This study encompass a total of 1020 unrelated healthy subjects belonging to four major ethnic groups of Pakistan (Punjabi, 600; Saraiki, 150; Pakhtuns, 140; and Sindhi, 130). After approval of the written informed consent, blood or buccal swab samples were collected from each subject residing in the respective area of their ethnicity. In order to avoid sampling biases and have a reasonable representation of each population, participants were recruited from both genders and all age groups. The selected ethnic groups in this study represent a reasonable proportion of the total Pakistani population. For example, by comparing the two maps shown in Figs. 1 and 2 (Supplementary Files), it is plausible to say that the current sample in our study is a true representation of the Pakistani population in whole.

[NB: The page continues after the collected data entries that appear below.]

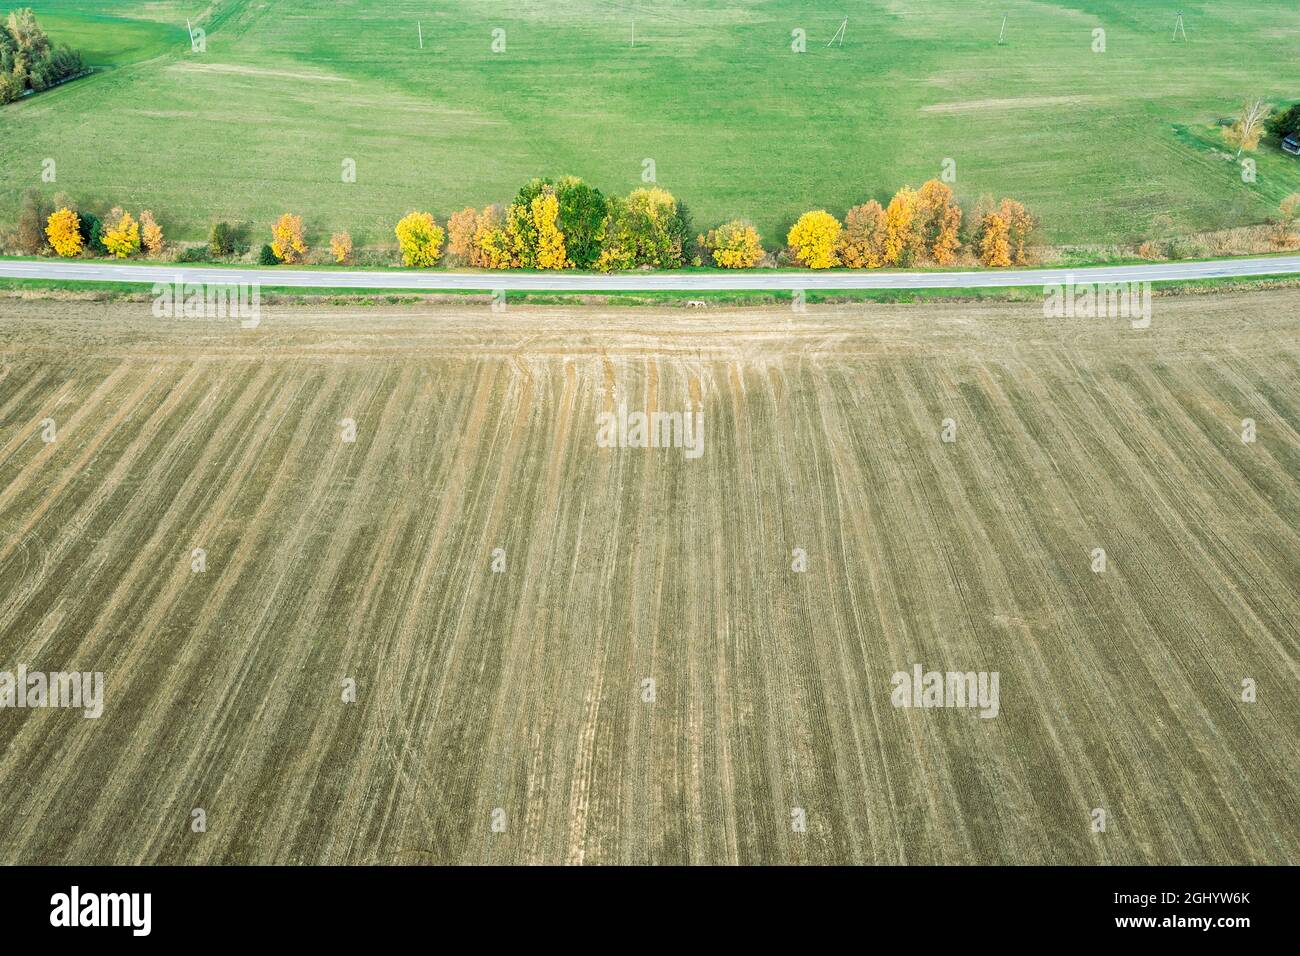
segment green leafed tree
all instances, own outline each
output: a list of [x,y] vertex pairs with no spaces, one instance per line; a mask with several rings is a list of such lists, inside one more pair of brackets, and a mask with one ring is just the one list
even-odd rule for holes
[[677,269],[685,262],[690,223],[672,193],[659,186],[612,199],[597,268],[612,272],[649,266]]
[[590,269],[600,258],[600,247],[605,241],[609,203],[599,189],[576,176],[561,179],[555,193],[560,201],[557,225],[564,234],[569,262],[578,269]]
[[55,47],[30,7],[12,10],[0,29],[0,104],[40,92],[85,71],[81,54]]
[[1279,110],[1268,121],[1268,131],[1278,139],[1300,133],[1300,103]]
[[549,179],[533,179],[515,195],[506,210],[506,234],[510,237],[511,251],[520,267],[537,268],[538,233],[533,218],[533,200],[546,192],[554,192],[555,184]]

Genomic DNA was extracted from blood samples/buccal swab by organic method. All 15 loci along with amelogenin were co-amplified using the AmpFℓSTR Identifiler® kit (Applied Biosystems). Allele frequencies at each locus were calculated using “Hierfstat package” [1] of R computing language. Observed heterozygosity (Ho) and expected heterozygosity (He) were calculated using the Genepop software version 4 [2]. Parameters of forensic interest were calculated by using the PowerStats software v1.2 [3]. Matching probability (MP), power of discrimination (PD), polymorphic information content (PIC), power of exclusion (PE), and typical paternity index (TPI) were calculated to investigate the admissibility of studied marker set for Pakistani populations. Genetic distances (FST) were calculated by introducing 5000 bootstrap values. These genetic distances were calculated by using the Poptree2 software [4] and phylogenetic tree (neighbor joining method) showing the closest and farthest genetic neighbors of the studied populations was created. Finally, our results were compared with other neighboring populations like Afghanistan [5], Iran [6], China [7], Nepal [8], Bhutan [9], United Arab Emirates [10], and India [11,12,13,14].

Distribution of allele frequencies for the four studied populations (Punjabi, Saraiki, Pakhtun, and Sindhi) is presented in Table S1 to S4 of the supplementary material provided in the online version of this article. A total of 187 different alleles were observed with a range of frequency from 0.001 (D21S11, CSF1PO, D3S1358, TH01, D13S317, D2S1338, D19S433, vWA, TPOX, D18S51, D5S818, FGA) in Punjabi population to 0.471 (TPOX) in Pakhtun population. Observed heterozygosity (Ho) was observed to be the lowest with a value of 0.5615 at locus (CSF1PO) in Sindhi population and was highest with a value of 0.9133 at locus FGA in Saraiki population. Matching probability (MP) calculations also showed a variety from the lowest being at 0.028 at locus D2S1338 in Punjabi population to the highest value at 0.174 at locus TPOX in Pakhtun population, while the combined matching probability was 1.321 × 10−18 for Punjabi population, 2.348 × 10−18 for Saraiki population, 6.327 × 10−18 for Pakhtun population, and 6.715 × 10−18 for Sindhi population. Power of discrimination (PD) ranged from 0.826 (TPOX) in Pakhtun population to 0.972 (D2S1338) in Punjabi population, and the combined power of discrimination for the Punjabi population was observed to be 0.3188, for Saraiki 0.3122, for Pakhtun 0.2822, and for the Sindhi population it was 0.2815. Power of exclusion (PE) spanned from 0.247 at locus CSF1PO in Sindhi population to the highest value of 0.823 at locus FGA in Saraiki population. All four major Pakistani populations were found to be in close proximity when the genetic distances were calculated among them and with the neighboring populations.

Notably, all the studied major Pakistani populations were observed to show close genetic affinity. However, the Punjabi population showed more genetic resemblance to the neighboring Balmiki population of India which lives across the border of the divided Punjab at the time of partition of the British India. Moreover, the previously studied Hazara population of Pakistan [15] showed their genetic neighborhood with the Ouzbek population of Afghanistan and to the Uyghur population of China which borders the northern parts of Pakistan. Balochi population showed their genetic resemblance with the Irani counterpart and also with the Arabs living in United Arab Emirates, while Afridi Pathan population of India showed the greatest genetic distance with the Pakistani populations. Nepali and Bhutani populations were also present at a notable distance. All the calculated genetic distances (FST) can be seen in Table S5 of the Supplementary data.